The union speaks for more than 100,000 workers. It filed the plan last fall.
The idea is a one-time 5% tax on big fortunes. It would hit anyone in California worth more than $1 billion.
That's roughly 200 people. Together they hold about $2 trillion.
That's a huge pool of untaxed wealth.
The union says the money would back healthcare, food aid and schools after deep federal cuts. Backers say the state needs the cash to keep clinics open.
A one-time wealth tax like this is rare in the U.S. It would sit on top of the state's income and capital gains taxes.
Opponents argue some billionaires could just leave the state.
And the measure is not short on support. The union turned in more than 1.5 million voter signatures this spring.
Only about 875,000 valid ones are needed. State officials still have to check them before the deadline.
Why Newsom Might Block It
The politics are the real story. Newsom is widely seen as weighing a run for president.
A wealth tax fight could follow him onto the national stage. So he's reportedly leaning on the union to stand down.
A messy tax fight could weigh on a White House run.
This week he made news of his own. He said President Trump ordered the Justice Department to investigate him and his wife.

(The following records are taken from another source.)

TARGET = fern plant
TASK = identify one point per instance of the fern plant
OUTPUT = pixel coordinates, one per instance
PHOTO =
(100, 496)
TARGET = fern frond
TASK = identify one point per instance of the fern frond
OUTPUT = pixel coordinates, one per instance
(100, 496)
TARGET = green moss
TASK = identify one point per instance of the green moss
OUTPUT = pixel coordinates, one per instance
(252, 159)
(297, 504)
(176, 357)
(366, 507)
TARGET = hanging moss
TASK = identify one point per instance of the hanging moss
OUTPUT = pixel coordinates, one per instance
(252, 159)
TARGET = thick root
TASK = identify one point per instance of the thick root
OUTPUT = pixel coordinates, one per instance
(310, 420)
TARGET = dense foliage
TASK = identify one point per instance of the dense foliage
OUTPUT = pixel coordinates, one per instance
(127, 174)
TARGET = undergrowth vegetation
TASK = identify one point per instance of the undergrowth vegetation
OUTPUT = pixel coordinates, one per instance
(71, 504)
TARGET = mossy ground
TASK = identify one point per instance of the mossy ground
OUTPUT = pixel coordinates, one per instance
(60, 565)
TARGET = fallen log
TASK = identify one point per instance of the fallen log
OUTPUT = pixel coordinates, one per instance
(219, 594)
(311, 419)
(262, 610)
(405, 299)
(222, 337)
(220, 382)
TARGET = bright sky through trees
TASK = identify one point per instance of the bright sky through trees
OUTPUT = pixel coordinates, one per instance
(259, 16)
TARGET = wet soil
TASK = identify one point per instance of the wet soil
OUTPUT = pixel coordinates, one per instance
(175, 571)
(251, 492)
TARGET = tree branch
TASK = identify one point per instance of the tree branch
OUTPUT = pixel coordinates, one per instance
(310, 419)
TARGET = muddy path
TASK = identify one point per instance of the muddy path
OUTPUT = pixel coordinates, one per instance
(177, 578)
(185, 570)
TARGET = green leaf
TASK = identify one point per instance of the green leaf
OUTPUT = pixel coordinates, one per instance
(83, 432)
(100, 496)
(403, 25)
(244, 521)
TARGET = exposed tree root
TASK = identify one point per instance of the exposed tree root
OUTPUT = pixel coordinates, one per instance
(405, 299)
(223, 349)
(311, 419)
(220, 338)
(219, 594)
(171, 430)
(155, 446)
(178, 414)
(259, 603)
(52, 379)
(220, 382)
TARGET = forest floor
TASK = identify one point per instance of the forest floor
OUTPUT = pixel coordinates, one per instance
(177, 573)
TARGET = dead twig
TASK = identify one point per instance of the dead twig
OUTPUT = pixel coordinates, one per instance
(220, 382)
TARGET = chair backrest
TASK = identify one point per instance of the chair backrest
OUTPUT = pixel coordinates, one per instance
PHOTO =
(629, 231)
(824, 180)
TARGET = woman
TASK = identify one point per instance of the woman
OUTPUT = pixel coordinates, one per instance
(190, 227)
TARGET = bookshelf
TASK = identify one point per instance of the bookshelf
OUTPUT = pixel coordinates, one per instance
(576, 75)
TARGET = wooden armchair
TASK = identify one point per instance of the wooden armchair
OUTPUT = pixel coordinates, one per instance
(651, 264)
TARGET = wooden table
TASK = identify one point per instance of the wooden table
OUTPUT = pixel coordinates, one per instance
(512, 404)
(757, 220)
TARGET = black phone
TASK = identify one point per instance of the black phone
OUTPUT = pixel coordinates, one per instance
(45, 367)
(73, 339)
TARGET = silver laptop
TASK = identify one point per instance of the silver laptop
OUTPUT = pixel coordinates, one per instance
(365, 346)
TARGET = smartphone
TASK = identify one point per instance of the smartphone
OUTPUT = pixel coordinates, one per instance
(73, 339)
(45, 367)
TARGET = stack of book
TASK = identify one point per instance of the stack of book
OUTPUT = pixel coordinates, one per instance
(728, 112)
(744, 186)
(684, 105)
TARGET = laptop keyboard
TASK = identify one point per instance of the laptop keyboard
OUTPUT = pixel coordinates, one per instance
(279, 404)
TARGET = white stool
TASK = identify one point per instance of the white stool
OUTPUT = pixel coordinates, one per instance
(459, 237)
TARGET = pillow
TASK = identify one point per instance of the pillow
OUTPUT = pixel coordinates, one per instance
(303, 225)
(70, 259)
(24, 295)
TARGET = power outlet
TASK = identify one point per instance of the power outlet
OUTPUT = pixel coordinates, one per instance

In a post on X, Newsom tied that move to his White House plans. So a measure with more than enough signatures could still die.
The rich already have legal ways to lower their tax bill. That's part of why these fights get so heated.
What To Watch
The date that matters is June 25. That's the deadline that decides whether the tax reaches voters in November.
The signatures got it to the door. Whether it gets through is now up to the governor.
Markets will know soon enough. The deadline is days away, and the odds are moving by the hour.